В темной, распиленной лучом света палате, появились серые контуры, светлый прямоугольник окна оторвался от стены и завис прямо над его кроватью. Степан пятками подобрал одеяло, так он чувствовал себя в большей безопасности… снова послышались шаги… Лиза?.. Дверь приоткрылась шире, он увидел в проеме санитара, идущего по коридору в позе бурлака, за ним — каталка; до самых ручек торосящийся лед простыни, и нигде — привычного утеса лица.
Утром он почему-то с койки не поднялся, потребовал утку и градусник.
Долго выбирал блюда на завтрак, ел с аппетитом, просил добавки.
До обеда не вставал, опять потребовал утку, все время смотрел в потолок.

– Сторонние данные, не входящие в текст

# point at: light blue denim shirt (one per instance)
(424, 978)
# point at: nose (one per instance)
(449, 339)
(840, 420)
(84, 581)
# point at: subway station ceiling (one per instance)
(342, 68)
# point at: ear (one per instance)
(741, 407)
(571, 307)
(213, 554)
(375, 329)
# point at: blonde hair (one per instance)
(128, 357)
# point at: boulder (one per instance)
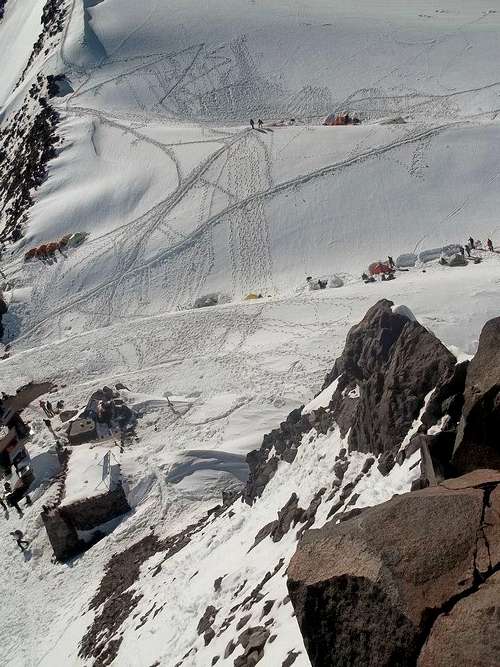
(368, 590)
(469, 634)
(477, 443)
(395, 362)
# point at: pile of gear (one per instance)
(47, 250)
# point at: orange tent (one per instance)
(337, 119)
(377, 268)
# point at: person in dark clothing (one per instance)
(18, 536)
(43, 405)
(11, 501)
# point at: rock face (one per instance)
(478, 438)
(469, 634)
(389, 365)
(373, 589)
(395, 362)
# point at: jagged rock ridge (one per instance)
(389, 365)
(27, 143)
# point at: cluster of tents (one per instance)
(335, 119)
(49, 249)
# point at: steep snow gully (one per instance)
(161, 466)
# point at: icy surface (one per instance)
(181, 199)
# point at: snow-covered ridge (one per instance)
(180, 200)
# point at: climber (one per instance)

Обедал тоже плотно, добавки не просил.
После обеда позвонил сестре.
«А библиотека у вас есть?» — спросил.
«Разумеется», — ответила сестра.
«А эта, как ее, Библия, есть?»
«Не знаю, — честно призналась сестричка, — может и есть, только никто не спрашивал еще».
«Ну а я вот спрашиваю, — воодушевился Степан Демьянович, — принесите».
Библия оказалась толстой, непонятной, написанной на каком-то тарабарском наречии книгой.
Степан Демьянович позвонил сестре еще раз.
«А чего в ней читают-то?» — почему-то смущаясь, спросил он.
«Да что хотите, то и читайте», — вежливо ответила сестра и улыбнулась.
Степан Демьянович привстал на локте, покряхтел, прочищая горло, и как о чем-то привычном спросил:
«А перед смертью чего обычно читают, чтоб душе, значит, того… легче… на том свете?..»
Сестричка, против ожидания, так же привычно обронила:
«Я сейчас», — и выбежала в сестринскую за конспектом. Конспект ссылался на инструкцию, инструкция хранилась в шкафу, ключ — в столе… Выписав из рекомендуемого Минздравом списка закорючки книг, глав и стихов, прибавив от себя Песнь Песней и Притчи Соломона, сестра вручила персональному пациенту листочек, и, выстояв несколько утвержденных секунд, ушла, на прощание подбодрив больного улыбкой.